MÉXICO, D.F., 17 de septiembre (apro).- Decepcionante resulta esta segunda entrega de la Trilogía Millenium en su versión cinematográfica; la trama del libro quedó tan condensada que los enigmas parecen resolverse como por arte de magia.

Esta segunda entrega, La chica que soñaba con un cerillo y un galón de gasolina (The Girl Who Played with Fire, Suecia-Alemania-Dinamarca, 2009), de Daniel Alfredson, trata de los siguiente: Tiempo después de haber resuelto el misterio de la familia Vanger, el periodista Michael Blomkvist (Michael Niqvist) y la hacker Lis Salander (Noomi Rapace) parecen haberse distanciado.

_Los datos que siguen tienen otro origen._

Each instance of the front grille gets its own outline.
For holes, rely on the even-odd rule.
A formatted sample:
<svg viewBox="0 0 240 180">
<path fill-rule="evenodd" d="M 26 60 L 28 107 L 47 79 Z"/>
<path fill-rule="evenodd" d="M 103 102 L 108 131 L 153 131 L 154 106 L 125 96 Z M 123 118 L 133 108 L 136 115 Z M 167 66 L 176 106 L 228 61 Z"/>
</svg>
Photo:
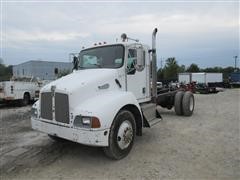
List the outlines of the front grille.
<svg viewBox="0 0 240 180">
<path fill-rule="evenodd" d="M 41 118 L 52 120 L 52 93 L 44 92 L 41 94 Z"/>
<path fill-rule="evenodd" d="M 67 94 L 55 93 L 55 120 L 69 124 L 69 101 Z"/>
</svg>

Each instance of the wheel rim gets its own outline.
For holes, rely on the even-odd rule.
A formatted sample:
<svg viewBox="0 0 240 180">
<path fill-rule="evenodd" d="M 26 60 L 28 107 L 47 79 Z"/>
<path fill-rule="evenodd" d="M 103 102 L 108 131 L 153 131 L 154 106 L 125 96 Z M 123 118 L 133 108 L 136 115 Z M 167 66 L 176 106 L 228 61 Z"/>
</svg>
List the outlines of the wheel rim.
<svg viewBox="0 0 240 180">
<path fill-rule="evenodd" d="M 130 121 L 125 120 L 122 122 L 118 129 L 117 143 L 120 149 L 126 149 L 133 139 L 133 129 Z"/>
<path fill-rule="evenodd" d="M 193 100 L 193 97 L 190 97 L 190 104 L 189 104 L 190 111 L 193 111 L 193 108 L 194 108 L 194 100 Z"/>
</svg>

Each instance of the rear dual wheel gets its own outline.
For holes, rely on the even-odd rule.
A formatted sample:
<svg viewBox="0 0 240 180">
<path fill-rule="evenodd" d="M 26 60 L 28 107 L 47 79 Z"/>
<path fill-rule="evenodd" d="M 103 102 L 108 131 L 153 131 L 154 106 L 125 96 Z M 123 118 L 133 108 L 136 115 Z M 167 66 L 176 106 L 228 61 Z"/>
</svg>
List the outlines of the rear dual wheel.
<svg viewBox="0 0 240 180">
<path fill-rule="evenodd" d="M 177 115 L 191 116 L 194 111 L 194 96 L 190 91 L 178 91 L 175 95 L 174 108 Z"/>
</svg>

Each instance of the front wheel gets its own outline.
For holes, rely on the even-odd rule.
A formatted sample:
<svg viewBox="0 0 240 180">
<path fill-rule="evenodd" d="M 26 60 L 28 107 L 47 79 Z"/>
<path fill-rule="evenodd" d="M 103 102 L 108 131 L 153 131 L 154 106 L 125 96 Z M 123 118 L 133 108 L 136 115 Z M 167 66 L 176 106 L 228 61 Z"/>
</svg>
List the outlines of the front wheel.
<svg viewBox="0 0 240 180">
<path fill-rule="evenodd" d="M 111 159 L 122 159 L 131 151 L 136 134 L 136 123 L 133 114 L 121 110 L 115 117 L 109 134 L 109 145 L 104 153 Z"/>
<path fill-rule="evenodd" d="M 30 103 L 30 95 L 25 93 L 22 99 L 22 106 L 27 106 Z"/>
<path fill-rule="evenodd" d="M 191 116 L 194 111 L 195 100 L 190 91 L 185 92 L 182 100 L 182 109 L 184 116 Z"/>
</svg>

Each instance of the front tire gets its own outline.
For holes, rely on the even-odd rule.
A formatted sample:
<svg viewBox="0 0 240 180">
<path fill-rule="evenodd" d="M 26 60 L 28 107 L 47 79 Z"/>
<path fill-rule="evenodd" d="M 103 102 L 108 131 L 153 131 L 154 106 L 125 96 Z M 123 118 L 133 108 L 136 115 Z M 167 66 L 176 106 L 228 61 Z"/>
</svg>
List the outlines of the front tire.
<svg viewBox="0 0 240 180">
<path fill-rule="evenodd" d="M 184 116 L 191 116 L 195 107 L 194 96 L 190 91 L 184 93 L 182 100 L 182 109 Z"/>
<path fill-rule="evenodd" d="M 182 99 L 183 99 L 184 92 L 183 91 L 178 91 L 175 94 L 174 98 L 174 109 L 175 113 L 179 116 L 183 115 L 183 109 L 182 109 Z"/>
<path fill-rule="evenodd" d="M 22 99 L 22 106 L 27 106 L 30 103 L 30 95 L 25 93 Z"/>
<path fill-rule="evenodd" d="M 109 145 L 103 148 L 105 155 L 115 160 L 126 157 L 132 149 L 135 134 L 133 114 L 128 110 L 121 110 L 110 128 Z"/>
</svg>

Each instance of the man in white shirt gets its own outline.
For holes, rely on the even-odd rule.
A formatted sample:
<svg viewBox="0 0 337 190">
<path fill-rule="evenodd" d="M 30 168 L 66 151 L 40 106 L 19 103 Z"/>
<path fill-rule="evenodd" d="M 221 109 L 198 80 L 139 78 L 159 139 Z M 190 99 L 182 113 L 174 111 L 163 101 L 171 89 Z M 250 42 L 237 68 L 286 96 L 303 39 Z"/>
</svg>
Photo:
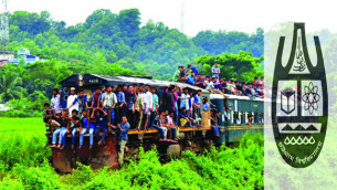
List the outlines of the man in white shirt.
<svg viewBox="0 0 337 190">
<path fill-rule="evenodd" d="M 59 94 L 59 89 L 57 88 L 54 88 L 53 89 L 53 96 L 52 96 L 52 99 L 51 99 L 51 105 L 52 105 L 52 108 L 55 109 L 55 114 L 61 114 L 61 103 L 60 103 L 61 98 L 60 98 L 60 94 Z"/>
<path fill-rule="evenodd" d="M 212 74 L 213 74 L 213 77 L 218 77 L 219 78 L 220 67 L 218 66 L 218 63 L 215 63 L 214 66 L 212 67 Z"/>
<path fill-rule="evenodd" d="M 76 89 L 75 87 L 71 87 L 71 95 L 67 96 L 66 99 L 66 108 L 69 109 L 69 115 L 72 115 L 73 109 L 76 109 L 78 112 L 78 102 L 76 101 Z"/>
<path fill-rule="evenodd" d="M 189 91 L 188 88 L 183 88 L 183 93 L 181 94 L 180 98 L 180 109 L 182 109 L 182 107 L 186 107 L 187 110 L 190 110 L 190 95 L 189 95 Z"/>
<path fill-rule="evenodd" d="M 152 93 L 150 92 L 150 86 L 149 85 L 146 85 L 145 86 L 145 95 L 144 95 L 144 107 L 145 107 L 145 114 L 146 114 L 146 120 L 145 120 L 145 128 L 148 128 L 148 126 L 150 126 L 148 124 L 149 122 L 149 116 L 151 115 L 151 112 L 154 109 L 154 95 Z"/>
<path fill-rule="evenodd" d="M 102 95 L 101 99 L 103 104 L 104 112 L 109 114 L 109 120 L 112 125 L 115 125 L 115 107 L 117 104 L 117 96 L 115 93 L 113 93 L 113 87 L 110 85 L 106 86 L 106 93 Z"/>
</svg>

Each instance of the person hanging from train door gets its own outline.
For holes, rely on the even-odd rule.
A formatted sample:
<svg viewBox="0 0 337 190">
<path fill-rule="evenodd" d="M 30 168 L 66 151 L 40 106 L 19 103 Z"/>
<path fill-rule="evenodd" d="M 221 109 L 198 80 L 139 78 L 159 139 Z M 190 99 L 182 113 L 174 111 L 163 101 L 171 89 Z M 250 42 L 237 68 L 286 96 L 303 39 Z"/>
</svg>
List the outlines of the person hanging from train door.
<svg viewBox="0 0 337 190">
<path fill-rule="evenodd" d="M 110 85 L 106 86 L 106 93 L 102 95 L 102 107 L 104 112 L 108 114 L 109 124 L 115 125 L 115 107 L 117 104 L 116 94 L 113 93 L 113 87 Z"/>
<path fill-rule="evenodd" d="M 143 87 L 136 89 L 135 126 L 140 130 L 143 120 Z"/>
<path fill-rule="evenodd" d="M 178 93 L 179 94 L 179 93 Z M 183 93 L 180 93 L 179 99 L 180 99 L 180 110 L 182 110 L 182 107 L 185 107 L 187 109 L 187 114 L 189 115 L 189 99 L 190 99 L 190 95 L 189 95 L 189 89 L 186 87 L 183 88 Z"/>
<path fill-rule="evenodd" d="M 102 99 L 102 93 L 101 93 L 101 88 L 97 87 L 95 88 L 95 93 L 93 94 L 92 97 L 92 106 L 89 107 L 92 108 L 99 108 L 101 107 L 101 99 Z"/>
<path fill-rule="evenodd" d="M 116 124 L 119 124 L 122 120 L 122 116 L 123 116 L 123 108 L 125 106 L 125 94 L 123 92 L 123 85 L 118 85 L 117 87 L 117 107 L 116 107 Z"/>
<path fill-rule="evenodd" d="M 186 107 L 181 108 L 179 117 L 181 127 L 192 127 L 194 125 L 194 119 L 188 115 Z"/>
<path fill-rule="evenodd" d="M 74 99 L 74 102 L 67 107 L 67 109 L 72 108 L 75 105 L 78 105 L 78 116 L 82 118 L 83 110 L 86 110 L 87 106 L 87 96 L 84 94 L 83 89 L 78 89 L 77 97 Z"/>
<path fill-rule="evenodd" d="M 219 126 L 220 116 L 221 116 L 220 110 L 211 112 L 211 128 L 214 133 L 215 140 L 218 140 L 218 138 L 220 137 L 220 126 Z"/>
<path fill-rule="evenodd" d="M 55 110 L 55 109 L 54 109 Z M 61 128 L 56 129 L 54 133 L 53 133 L 53 138 L 52 138 L 52 146 L 51 148 L 61 148 L 62 146 L 62 136 L 61 136 L 61 133 L 63 130 L 67 130 L 67 112 L 66 110 L 62 110 L 61 109 L 61 115 L 56 115 L 55 112 L 54 112 L 54 118 L 56 119 L 56 122 L 61 125 Z M 57 135 L 60 136 L 59 137 L 59 146 L 56 146 L 56 138 L 57 138 Z"/>
<path fill-rule="evenodd" d="M 72 149 L 75 148 L 75 138 L 76 138 L 76 131 L 78 130 L 80 127 L 80 117 L 77 116 L 78 112 L 76 109 L 72 110 L 72 115 L 69 116 L 69 120 L 71 122 L 71 133 L 72 133 Z M 62 138 L 65 138 L 62 137 Z"/>
<path fill-rule="evenodd" d="M 146 85 L 145 86 L 146 94 L 144 96 L 144 107 L 145 107 L 145 123 L 144 123 L 144 128 L 147 130 L 150 126 L 149 124 L 149 117 L 151 115 L 152 108 L 154 108 L 154 96 L 152 93 L 150 92 L 150 86 Z"/>
<path fill-rule="evenodd" d="M 83 118 L 80 120 L 80 146 L 78 146 L 78 149 L 82 148 L 83 137 L 87 131 L 89 134 L 89 149 L 93 148 L 94 130 L 95 130 L 94 120 L 89 119 L 89 116 L 87 115 L 87 110 L 83 110 Z"/>
<path fill-rule="evenodd" d="M 44 104 L 43 122 L 46 125 L 50 125 L 50 129 L 52 133 L 59 127 L 61 127 L 61 125 L 55 120 L 54 110 L 50 108 L 50 105 L 48 103 Z"/>
<path fill-rule="evenodd" d="M 80 124 L 80 118 L 77 117 L 77 114 L 78 114 L 78 112 L 76 109 L 72 109 L 72 114 L 67 115 L 66 129 L 63 129 L 60 133 L 60 139 L 61 139 L 60 149 L 61 150 L 65 146 L 66 134 L 72 134 L 72 149 L 75 148 L 75 135 L 76 135 L 77 127 Z"/>
<path fill-rule="evenodd" d="M 201 89 L 198 89 L 193 101 L 193 108 L 194 108 L 193 115 L 196 116 L 196 118 L 201 118 L 200 107 L 201 107 Z"/>
<path fill-rule="evenodd" d="M 125 91 L 125 102 L 127 107 L 127 120 L 130 124 L 130 127 L 135 127 L 135 112 L 136 112 L 136 97 L 133 85 L 128 85 L 128 88 Z"/>
<path fill-rule="evenodd" d="M 61 95 L 60 91 L 57 88 L 53 89 L 53 96 L 51 99 L 51 106 L 53 109 L 55 109 L 56 115 L 61 115 Z"/>
<path fill-rule="evenodd" d="M 229 126 L 230 116 L 231 116 L 230 109 L 228 107 L 224 108 L 224 114 L 223 115 L 224 115 L 224 127 L 225 127 L 225 130 L 227 130 L 227 128 Z"/>
<path fill-rule="evenodd" d="M 67 96 L 66 99 L 66 109 L 69 110 L 69 115 L 72 115 L 73 109 L 78 110 L 78 103 L 76 98 L 77 98 L 76 88 L 71 87 L 71 95 Z"/>
<path fill-rule="evenodd" d="M 166 127 L 168 129 L 168 138 L 172 140 L 177 140 L 177 134 L 179 133 L 178 126 L 173 123 L 173 112 L 166 110 Z"/>
<path fill-rule="evenodd" d="M 97 139 L 97 145 L 102 145 L 105 139 L 105 135 L 107 133 L 108 122 L 107 122 L 107 113 L 104 112 L 102 108 L 94 108 L 92 114 L 92 119 L 95 120 L 95 137 Z M 99 133 L 102 137 L 99 138 Z"/>
<path fill-rule="evenodd" d="M 151 115 L 150 115 L 150 119 L 149 119 L 149 124 L 152 124 L 155 117 L 158 115 L 158 108 L 159 108 L 159 98 L 158 98 L 158 94 L 155 87 L 151 87 L 151 93 L 152 93 L 152 110 L 151 110 Z"/>
<path fill-rule="evenodd" d="M 167 127 L 165 127 L 165 113 L 164 110 L 159 112 L 159 115 L 152 122 L 151 128 L 156 128 L 160 133 L 160 141 L 167 140 Z"/>
<path fill-rule="evenodd" d="M 124 149 L 125 149 L 125 146 L 126 146 L 127 140 L 128 140 L 127 134 L 128 134 L 128 130 L 130 128 L 130 124 L 128 123 L 127 117 L 123 116 L 122 117 L 122 123 L 117 124 L 117 126 L 113 126 L 112 125 L 112 127 L 117 129 L 117 130 L 119 130 L 119 137 L 118 137 L 118 145 L 119 145 L 118 162 L 119 162 L 119 166 L 120 166 L 120 165 L 123 165 L 123 160 L 124 160 Z"/>
</svg>

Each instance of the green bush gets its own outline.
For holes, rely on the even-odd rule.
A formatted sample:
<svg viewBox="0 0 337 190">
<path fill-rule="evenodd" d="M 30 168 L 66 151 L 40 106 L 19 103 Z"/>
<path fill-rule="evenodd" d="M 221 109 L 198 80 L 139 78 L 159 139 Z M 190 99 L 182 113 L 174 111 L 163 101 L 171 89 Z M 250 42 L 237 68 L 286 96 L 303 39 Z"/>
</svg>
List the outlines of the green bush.
<svg viewBox="0 0 337 190">
<path fill-rule="evenodd" d="M 78 163 L 57 175 L 48 162 L 44 137 L 0 139 L 0 189 L 263 189 L 263 137 L 242 137 L 238 147 L 212 147 L 203 155 L 186 151 L 169 162 L 156 149 L 122 169 L 92 170 Z"/>
<path fill-rule="evenodd" d="M 15 165 L 12 171 L 22 181 L 24 189 L 60 189 L 57 175 L 48 162 L 41 167 Z"/>
<path fill-rule="evenodd" d="M 51 158 L 51 149 L 45 147 L 44 136 L 27 138 L 2 136 L 0 140 L 0 169 L 11 170 L 14 165 L 36 167 Z"/>
</svg>

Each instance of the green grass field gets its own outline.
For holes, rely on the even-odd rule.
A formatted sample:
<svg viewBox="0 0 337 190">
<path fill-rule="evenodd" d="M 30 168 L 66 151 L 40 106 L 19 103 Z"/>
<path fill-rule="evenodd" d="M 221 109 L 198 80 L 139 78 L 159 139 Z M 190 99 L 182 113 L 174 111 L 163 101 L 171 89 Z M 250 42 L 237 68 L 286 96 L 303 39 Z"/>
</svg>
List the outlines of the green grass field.
<svg viewBox="0 0 337 190">
<path fill-rule="evenodd" d="M 167 163 L 156 150 L 122 169 L 93 171 L 80 165 L 60 175 L 50 165 L 42 118 L 0 117 L 1 189 L 262 189 L 263 137 L 244 135 L 236 148 L 187 151 Z"/>
<path fill-rule="evenodd" d="M 10 134 L 8 134 L 10 133 Z M 41 117 L 8 118 L 0 117 L 0 134 L 8 135 L 43 135 L 45 125 Z"/>
</svg>

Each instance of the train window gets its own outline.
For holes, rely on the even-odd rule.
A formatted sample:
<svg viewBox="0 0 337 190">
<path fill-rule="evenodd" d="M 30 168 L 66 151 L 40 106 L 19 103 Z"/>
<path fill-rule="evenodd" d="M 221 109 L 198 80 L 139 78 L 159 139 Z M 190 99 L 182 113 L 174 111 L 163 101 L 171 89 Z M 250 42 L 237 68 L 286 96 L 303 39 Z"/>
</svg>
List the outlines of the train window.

Los protagonistas, suponemos, siguen cada quien su camino: Lis disfruta del dinero que robó al empresario corrupto, enemigo de Blomkvist, mientras el periodista continúa con su trabajo en la revista Millenium, a punto de sacar un reportaje, escrito por un joven reportero, sobre la trata de mujeres.

Las cosas se complican cuando dicho reportero es asesinado junto con su esposa. Pero la cosa no termina ahí, resulta que las pistas parecen indicar que Lis Salander fue quien asesinó a la pareja.

Estos acontecimientos empujan a Lisbeth de su escondite, un lujoso apartamento, y la obligan a contactarse, a regañadientes con Michael, quien a su vez está dispuesto a poner las manos al fuego por su amiga y examante.

El asesinato llevará a los protagonistas a hurgar en el pasado de Lis, un pasado oscuro y terrible del cual nuestra hacker-punkie parecía haberse librado.

Buenas actuaciones, pero el suspenso pierde sabor: los protagonistas encuentran las pistas del misterio de una manera más sencilla que un capítulo de Scoby Doo. 

Por otro lado, los personajes se desdibujan un poco: Michael luce menos interesante y más bobo, y Lis menos misteriosa y encantadora, parece una simple loquita. Al menos en la primera parte uno quería conocer más de ellos; en esta entrega nos enteramos de que al final de cuentas no valían la pena.

Lo que parecía ser una saga prometedora se vino abajo de manera drástica; demasiada información, poco tiempo para resolverla.